Jian, an esteemed art collector of works from the Ming and Qing Dynasties, and of Guangdong art, was the largest collector of Gao Jianfu's work, and assembled them as the "pavilion of one hundred swords" (百劍樓, Bǎi jiàn lōu), a collection which formed the basis of his 1972 chronology of Gao. Unfortunately, financial difficulties in the 1970s forced him to sell part of the collection through Sotheby's. His work on Gao's art has formed the basis of commentary since, and also ties into his work on the Taipings by emphasizing the "revolutionary" dimension of the culture of Guangdong, or its frequent role as a cradle of cultural and political innovation in China. He described Guangdong as "the origin of revolution" (革命筞涴地, gémìng cèyuàndì), and in the 1940s was active in the promotion of Guangdongese culture. The remainder of his art collection now resides at the Chinese University of Hong Kong, in its Art Museum. This single gift of over one thousand items constitutes the core of the Art Museum's holdings.

==Religious beliefs==
Jian was a devout Christian, not only in his personal affairs but especially in public life. His interest in the Taipings was in part stimulated by their unusual adoption of Christian beliefs, but he also argued strenuously for the gradual Christianization of China. He wrote essays against the Anti-Christian movement in China, and translated Marshall Broomhall's biography of Robert Morrison, the first Protestant missionary to the country, as well as biologist John Merle Coulter's Religion and Science. Countering the perception that Christianity, as a western faith, was harmful to China, Jian argued that Christianity could be shaped as a revolutionary force in a republican China.

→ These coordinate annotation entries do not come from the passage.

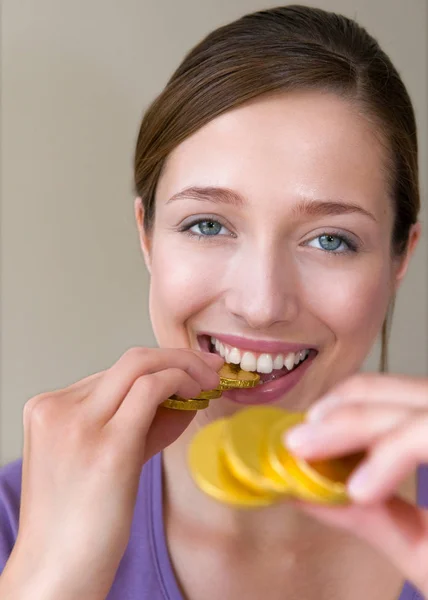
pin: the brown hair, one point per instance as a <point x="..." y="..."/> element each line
<point x="278" y="50"/>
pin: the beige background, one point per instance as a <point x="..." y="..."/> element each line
<point x="76" y="76"/>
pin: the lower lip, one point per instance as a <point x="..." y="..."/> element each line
<point x="271" y="391"/>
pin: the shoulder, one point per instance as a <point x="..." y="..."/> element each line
<point x="10" y="499"/>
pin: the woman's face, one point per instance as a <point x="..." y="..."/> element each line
<point x="272" y="235"/>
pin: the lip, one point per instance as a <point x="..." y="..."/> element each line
<point x="273" y="390"/>
<point x="253" y="345"/>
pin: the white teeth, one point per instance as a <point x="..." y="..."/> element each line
<point x="289" y="361"/>
<point x="234" y="356"/>
<point x="278" y="363"/>
<point x="248" y="362"/>
<point x="265" y="363"/>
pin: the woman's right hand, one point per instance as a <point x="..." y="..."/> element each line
<point x="84" y="447"/>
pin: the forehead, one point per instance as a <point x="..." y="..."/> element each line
<point x="295" y="144"/>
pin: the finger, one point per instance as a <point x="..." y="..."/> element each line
<point x="349" y="428"/>
<point x="374" y="388"/>
<point x="135" y="415"/>
<point x="396" y="528"/>
<point x="390" y="461"/>
<point x="136" y="362"/>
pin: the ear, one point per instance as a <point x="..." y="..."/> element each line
<point x="144" y="238"/>
<point x="403" y="262"/>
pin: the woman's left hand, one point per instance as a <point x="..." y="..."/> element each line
<point x="387" y="416"/>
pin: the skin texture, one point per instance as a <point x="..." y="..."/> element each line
<point x="264" y="276"/>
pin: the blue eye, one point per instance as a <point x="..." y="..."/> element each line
<point x="205" y="228"/>
<point x="334" y="244"/>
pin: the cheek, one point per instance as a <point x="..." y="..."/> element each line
<point x="183" y="282"/>
<point x="351" y="300"/>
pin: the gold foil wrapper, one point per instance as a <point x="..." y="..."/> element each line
<point x="246" y="452"/>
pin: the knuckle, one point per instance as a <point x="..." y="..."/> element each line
<point x="135" y="353"/>
<point x="146" y="385"/>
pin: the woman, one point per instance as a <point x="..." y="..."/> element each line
<point x="277" y="211"/>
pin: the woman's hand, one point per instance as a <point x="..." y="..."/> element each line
<point x="387" y="416"/>
<point x="84" y="447"/>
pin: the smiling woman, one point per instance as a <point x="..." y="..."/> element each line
<point x="277" y="209"/>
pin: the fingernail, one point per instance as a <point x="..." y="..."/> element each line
<point x="318" y="411"/>
<point x="360" y="485"/>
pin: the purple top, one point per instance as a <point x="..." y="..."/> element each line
<point x="145" y="572"/>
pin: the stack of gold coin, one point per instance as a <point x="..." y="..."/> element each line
<point x="242" y="461"/>
<point x="231" y="377"/>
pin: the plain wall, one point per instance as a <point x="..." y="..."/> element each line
<point x="76" y="77"/>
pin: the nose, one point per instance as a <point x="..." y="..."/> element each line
<point x="263" y="289"/>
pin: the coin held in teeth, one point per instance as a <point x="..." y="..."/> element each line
<point x="231" y="377"/>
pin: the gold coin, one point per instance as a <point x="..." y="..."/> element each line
<point x="210" y="473"/>
<point x="208" y="395"/>
<point x="232" y="377"/>
<point x="185" y="404"/>
<point x="245" y="449"/>
<point x="278" y="456"/>
<point x="322" y="482"/>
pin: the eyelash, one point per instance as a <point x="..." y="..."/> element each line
<point x="352" y="245"/>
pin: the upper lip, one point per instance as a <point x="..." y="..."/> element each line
<point x="253" y="345"/>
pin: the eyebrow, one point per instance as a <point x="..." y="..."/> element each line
<point x="304" y="208"/>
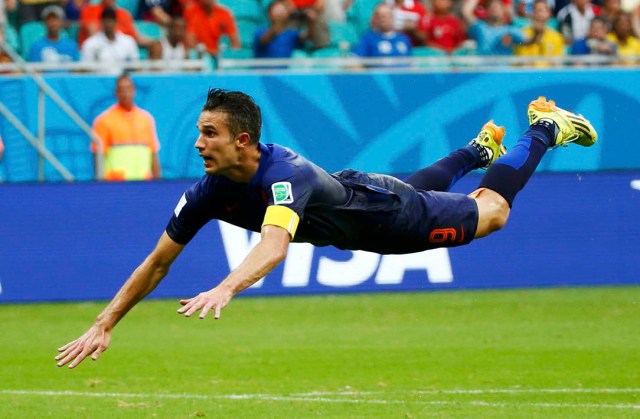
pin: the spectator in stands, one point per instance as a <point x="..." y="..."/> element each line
<point x="4" y="58"/>
<point x="610" y="10"/>
<point x="73" y="9"/>
<point x="160" y="11"/>
<point x="129" y="138"/>
<point x="336" y="10"/>
<point x="481" y="10"/>
<point x="624" y="38"/>
<point x="575" y="18"/>
<point x="206" y="23"/>
<point x="174" y="43"/>
<point x="596" y="41"/>
<point x="541" y="39"/>
<point x="409" y="18"/>
<point x="444" y="29"/>
<point x="493" y="35"/>
<point x="30" y="10"/>
<point x="90" y="23"/>
<point x="6" y="6"/>
<point x="54" y="48"/>
<point x="278" y="40"/>
<point x="91" y="20"/>
<point x="110" y="46"/>
<point x="308" y="13"/>
<point x="382" y="40"/>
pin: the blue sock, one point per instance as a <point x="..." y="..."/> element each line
<point x="444" y="173"/>
<point x="510" y="173"/>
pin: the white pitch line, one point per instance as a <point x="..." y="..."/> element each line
<point x="480" y="391"/>
<point x="294" y="398"/>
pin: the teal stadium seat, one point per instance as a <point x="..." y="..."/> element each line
<point x="11" y="37"/>
<point x="328" y="53"/>
<point x="130" y="5"/>
<point x="238" y="54"/>
<point x="343" y="35"/>
<point x="149" y="29"/>
<point x="246" y="9"/>
<point x="30" y="33"/>
<point x="246" y="30"/>
<point x="429" y="52"/>
<point x="363" y="9"/>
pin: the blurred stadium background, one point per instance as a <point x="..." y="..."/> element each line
<point x="65" y="237"/>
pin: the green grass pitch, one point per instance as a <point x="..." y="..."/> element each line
<point x="560" y="353"/>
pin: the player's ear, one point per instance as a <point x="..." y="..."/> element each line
<point x="243" y="139"/>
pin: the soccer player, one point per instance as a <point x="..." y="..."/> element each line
<point x="273" y="190"/>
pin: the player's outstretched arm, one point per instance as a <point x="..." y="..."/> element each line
<point x="267" y="254"/>
<point x="143" y="280"/>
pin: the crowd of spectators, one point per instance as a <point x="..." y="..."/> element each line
<point x="106" y="30"/>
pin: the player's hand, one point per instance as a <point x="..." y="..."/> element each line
<point x="215" y="299"/>
<point x="94" y="342"/>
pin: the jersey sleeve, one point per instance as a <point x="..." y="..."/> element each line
<point x="192" y="212"/>
<point x="288" y="186"/>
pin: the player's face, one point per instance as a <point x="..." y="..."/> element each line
<point x="215" y="144"/>
<point x="125" y="93"/>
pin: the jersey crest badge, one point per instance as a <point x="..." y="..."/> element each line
<point x="282" y="193"/>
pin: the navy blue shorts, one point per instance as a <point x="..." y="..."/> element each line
<point x="426" y="220"/>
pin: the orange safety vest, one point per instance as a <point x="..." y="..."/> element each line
<point x="129" y="143"/>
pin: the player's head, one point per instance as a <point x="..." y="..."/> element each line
<point x="125" y="91"/>
<point x="243" y="114"/>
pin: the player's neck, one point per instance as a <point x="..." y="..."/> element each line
<point x="247" y="167"/>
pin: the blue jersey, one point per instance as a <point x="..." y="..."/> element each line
<point x="349" y="209"/>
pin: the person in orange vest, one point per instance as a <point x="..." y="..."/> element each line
<point x="129" y="139"/>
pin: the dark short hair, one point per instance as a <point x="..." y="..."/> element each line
<point x="243" y="114"/>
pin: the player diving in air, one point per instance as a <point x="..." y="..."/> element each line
<point x="271" y="189"/>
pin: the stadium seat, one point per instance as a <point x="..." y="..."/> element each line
<point x="11" y="37"/>
<point x="430" y="52"/>
<point x="246" y="30"/>
<point x="328" y="53"/>
<point x="427" y="52"/>
<point x="72" y="31"/>
<point x="130" y="5"/>
<point x="149" y="29"/>
<point x="246" y="9"/>
<point x="364" y="11"/>
<point x="238" y="54"/>
<point x="343" y="35"/>
<point x="30" y="33"/>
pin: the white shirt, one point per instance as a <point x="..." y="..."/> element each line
<point x="98" y="48"/>
<point x="171" y="53"/>
<point x="579" y="23"/>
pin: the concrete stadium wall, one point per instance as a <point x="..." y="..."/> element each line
<point x="81" y="241"/>
<point x="393" y="123"/>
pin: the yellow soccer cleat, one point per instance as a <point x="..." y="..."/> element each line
<point x="572" y="128"/>
<point x="489" y="143"/>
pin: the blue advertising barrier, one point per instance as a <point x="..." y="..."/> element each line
<point x="81" y="241"/>
<point x="388" y="123"/>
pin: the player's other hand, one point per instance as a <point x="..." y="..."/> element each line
<point x="215" y="299"/>
<point x="94" y="342"/>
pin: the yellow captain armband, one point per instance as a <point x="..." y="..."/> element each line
<point x="280" y="216"/>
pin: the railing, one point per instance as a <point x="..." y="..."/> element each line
<point x="436" y="63"/>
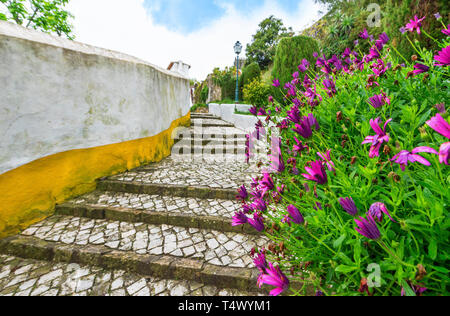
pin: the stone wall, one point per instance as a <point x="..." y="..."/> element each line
<point x="58" y="95"/>
<point x="70" y="114"/>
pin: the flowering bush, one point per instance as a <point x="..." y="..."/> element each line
<point x="256" y="92"/>
<point x="356" y="200"/>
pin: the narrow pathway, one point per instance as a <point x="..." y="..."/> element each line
<point x="162" y="229"/>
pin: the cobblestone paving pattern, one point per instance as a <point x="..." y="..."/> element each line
<point x="157" y="203"/>
<point x="24" y="277"/>
<point x="213" y="175"/>
<point x="214" y="247"/>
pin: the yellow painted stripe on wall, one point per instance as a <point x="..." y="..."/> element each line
<point x="29" y="193"/>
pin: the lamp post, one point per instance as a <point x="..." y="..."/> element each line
<point x="237" y="50"/>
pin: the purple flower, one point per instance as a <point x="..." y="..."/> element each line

His best-known concrete action in this regard occurred when he became Director of the Guangzhou Bureau of Social Affairs in 1931. He inherited a proposal from his predecessor to convert the Guangzhou City god temple, which he saw as a relic of a superstitious and backward era, into a secular facility to promote the consumption of goods produced in Guangdong. Although the provincial government supported the change, the conversion was highly unpopular with local citizens and in particular the temple's fortune-tellers, who alternately threatened and bribed Jian. Nonetheless he prevailed; the temple was converted, and many of its artefacts were dispersed to local government offices and the YMCA.